Opened 11 years ago

Closed 11 years ago

#5727 closed Bugs (invalid)

race condition between ~basic_condition_variable() and notify_all()

Reported by: sbear.powell@… Owned by: viboes
Milestone: To Be Determined Component: thread
Version: Boost 1.46.1 Severity: Problem
Keywords: Cc: viboes

Description

I was writing a quick parfor function when I found this. I think there's a race between ~basic_condition_variable() and notify_all() (notify_one() hasn't failed for me).
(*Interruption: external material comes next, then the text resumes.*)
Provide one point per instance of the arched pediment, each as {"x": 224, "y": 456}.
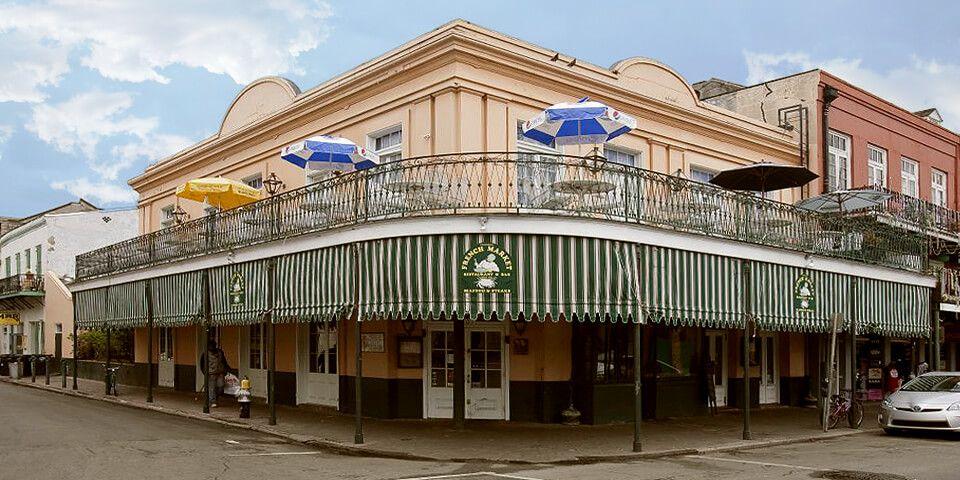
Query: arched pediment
{"x": 257, "y": 100}
{"x": 654, "y": 79}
The following code fails an assertion on my platform (32 bit MSVC 2010):

void foo() {
    condition_variable notifier;
    mutex m, m2;
    mutex::scoped_lock lock(m);
    bool done=false;
    thread t([&]{
        mutex::scoped_lock lock(m);
        done = true;
        lock.unlock();
        notifier.notify_all();
    });
    while(!done) notifier.wait(lock);
}
"Assertion failed: CloseHandle(handle_to_manage), file c:\boost_1_46_1\boost\thread\win32\thread_primitives.hpp, line 237"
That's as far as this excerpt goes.